Surnommée trivialement par les Burkinabè « la zone rouge » en raison de la forte activité criminelle qui y sévit, la région connaît depuis longtemps une violence diffuse. La perméabilité de ses frontières avec les pays voisins en a fait, historiquement, une zone de contrebande où les échanges informels jouent un rôle crucial dans l’économie locale et font vivre nombre d’habitants. L’Est du Burkina Faso sert ainsi d’interface entre la zone sahélienne et les façades maritimes du Bénin, du Ghana et du Togo. Cigarettes, carburant, ivoire, armes, stupéfiants ou simples biens de consommation quotidiens y circulent hors de tout contrôle étatique.
« L’État burkinabè a longtemps refusé de reconnaître la dimension endogène de l’insurrection armée »
La région est marquée par la marginalisation socio-économique de certaines communautés et des jeunes générations, notamment nourrie par une compétition accrue pour l’accès aux ressources foncières et naturelles. Ces « cadets sociaux4 » nourrissent un sentiment de dépossession qui a été mobilisé par certains discours djihadistes. Les groupes armés vont proposer de leur venir en aide en offrant avantages et protection, à condition que ceux-ci les rejoignent dans leur opposition à l’État central, tenu pour responsable de leur situation.

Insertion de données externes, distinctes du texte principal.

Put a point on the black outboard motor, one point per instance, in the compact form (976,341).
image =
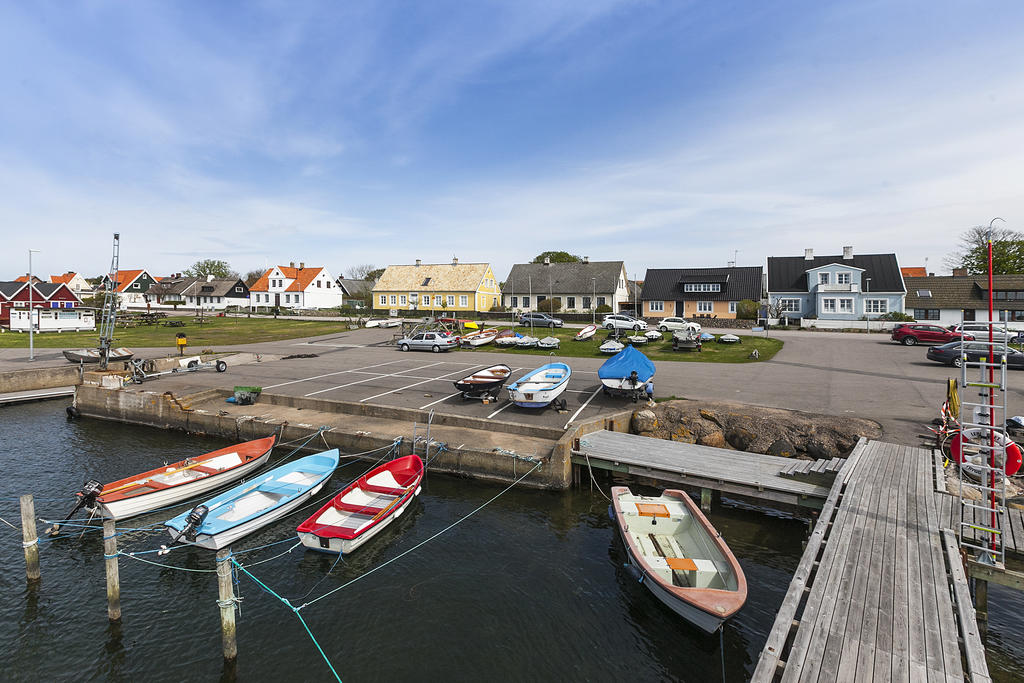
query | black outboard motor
(86,499)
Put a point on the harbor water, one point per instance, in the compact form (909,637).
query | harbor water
(528,586)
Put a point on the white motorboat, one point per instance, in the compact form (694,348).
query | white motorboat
(611,346)
(678,555)
(542,386)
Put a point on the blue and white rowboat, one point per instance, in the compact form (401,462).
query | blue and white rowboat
(251,506)
(542,386)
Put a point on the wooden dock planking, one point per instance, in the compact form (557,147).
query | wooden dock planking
(879,604)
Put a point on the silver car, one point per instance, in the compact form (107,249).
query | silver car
(623,322)
(428,341)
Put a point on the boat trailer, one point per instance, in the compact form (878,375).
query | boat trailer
(145,370)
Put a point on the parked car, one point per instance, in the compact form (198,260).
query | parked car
(540,321)
(922,333)
(667,324)
(428,341)
(950,353)
(623,322)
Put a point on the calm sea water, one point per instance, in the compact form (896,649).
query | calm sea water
(530,588)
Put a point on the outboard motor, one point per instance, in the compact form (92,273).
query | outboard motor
(86,499)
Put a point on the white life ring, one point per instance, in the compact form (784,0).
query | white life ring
(1008,455)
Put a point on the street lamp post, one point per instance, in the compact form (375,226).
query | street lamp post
(32,350)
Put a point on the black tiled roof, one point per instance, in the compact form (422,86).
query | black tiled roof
(737,284)
(787,273)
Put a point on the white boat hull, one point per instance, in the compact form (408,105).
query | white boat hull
(227,537)
(345,546)
(138,505)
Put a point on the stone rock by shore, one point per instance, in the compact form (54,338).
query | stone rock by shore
(754,428)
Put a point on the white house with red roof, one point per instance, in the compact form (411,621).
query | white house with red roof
(291,287)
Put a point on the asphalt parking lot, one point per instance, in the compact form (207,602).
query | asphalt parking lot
(858,375)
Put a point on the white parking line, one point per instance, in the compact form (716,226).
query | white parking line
(410,386)
(370,379)
(585,404)
(340,372)
(440,400)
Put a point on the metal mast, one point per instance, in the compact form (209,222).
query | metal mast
(110,305)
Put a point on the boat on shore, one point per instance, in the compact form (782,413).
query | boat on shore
(173,483)
(251,506)
(675,551)
(586,333)
(89,355)
(478,338)
(487,381)
(628,373)
(542,387)
(365,508)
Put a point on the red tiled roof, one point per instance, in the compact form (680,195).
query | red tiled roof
(913,271)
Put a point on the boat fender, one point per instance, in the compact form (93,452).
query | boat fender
(195,520)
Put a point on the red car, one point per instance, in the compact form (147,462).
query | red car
(922,333)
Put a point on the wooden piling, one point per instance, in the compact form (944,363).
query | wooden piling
(30,539)
(113,577)
(225,590)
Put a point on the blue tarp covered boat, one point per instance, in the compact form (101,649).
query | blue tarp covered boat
(240,511)
(627,372)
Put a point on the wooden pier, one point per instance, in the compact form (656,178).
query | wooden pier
(880,593)
(753,475)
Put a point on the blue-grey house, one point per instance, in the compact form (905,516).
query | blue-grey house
(836,288)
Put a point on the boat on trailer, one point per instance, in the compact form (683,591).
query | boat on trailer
(365,508)
(251,506)
(479,338)
(678,555)
(175,482)
(486,382)
(586,333)
(89,355)
(542,387)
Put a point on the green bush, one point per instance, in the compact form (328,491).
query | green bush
(747,309)
(550,306)
(896,316)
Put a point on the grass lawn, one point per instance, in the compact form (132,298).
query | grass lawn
(656,350)
(216,331)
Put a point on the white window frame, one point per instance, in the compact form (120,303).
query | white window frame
(877,306)
(788,305)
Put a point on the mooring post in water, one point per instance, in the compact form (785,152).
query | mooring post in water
(225,590)
(113,578)
(30,540)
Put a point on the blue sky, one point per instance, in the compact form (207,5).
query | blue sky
(664,133)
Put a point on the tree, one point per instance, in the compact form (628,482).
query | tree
(252,276)
(211,266)
(556,257)
(972,252)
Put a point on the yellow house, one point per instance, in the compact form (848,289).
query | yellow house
(437,288)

L’État burkinabè a longtemps refusé de reconnaître la dimension endogène de l’insurrection armée qui secoue l’Est du pays et accusé certains acteurs du conflit malien ou des mercenaires restés fidèles au chef de l’ancien régime, Blaise Compaoré5, d’en être à l’origine. Une telle approche semble ignorer que l’implantation des groupes armés se réclamant du djihad doit plus à leur capacité à se saisir des problèmes socio-politiques locaux qu’à une quelconque aide extérieure. Leur aptitude et leur facilité à mener des actions de guérilla tient ainsi en grande partie à la réussite préalable de leur intégration au sein de territoires délaissés et en proie à une gestion politique défaillante.
L’implantation durable de groupes djihadistes témoigne en ce sens moins d’une « radicalisation » politique ou religieuse de la population – entendue comme le recours croissant à des pratiques violentes par adhésion à un système idéologique – qu’elle ne révèle leur capacité à se saisir des tensions entre l’État central et les populations de l’Est du pays. Leur inscription locale bénéficie d’une situation où l’usage (ou la menace) de la violence est la principale ressource politique dont disposent ces habitants dans leur rapport avec leurs institutions.
De la pression foncière à la concurrence pour les ressources naturelles : une économie politique productrice de violence
Malgré des ressources naturelles diverses et abondantes (pâturages, terres fertiles, bétail, lacs, etc.), la population de l’Est ne dispose que d’un très faible accès à l’eau et à l’électricité. Elle reste, pour sa majorité, dans une grande pauvreté et connaît un taux de scolarisation extrêmement bas. Seuls 10 % des chefs de famille ont reçu une éducation au-delà de l’école primaire et plus de 60 % n’ont jamais eu d’instruction, dans une région où plus de la moitié des ménages se trouve en situation d’insécurité alimentaire6. La région pâtit également du manque d’investissement public : les routes qui la sillonnent sont dans un état désastreux et ses rares bâtiments administratifs sont vétustes et sous-équipés.
Le Burkina Faso ayant hérité de la période coloniale d’une tradition étatique jacobine, les zones périphériques s’estiment marginalisées par le pouvoir central de Ouagadougou, que beaucoup d’habitants associent à la communauté Mossi, majoritaire au Burkina Faso et occupant principalement le plateau central du pays. Les autres composantes nationales, Gourmantché et Peul, s’estiment en effet privées d’un accès aux ressources politiques et économiques et mobilisent en retour des discours identitaires d’opposition au pouvoir étatique.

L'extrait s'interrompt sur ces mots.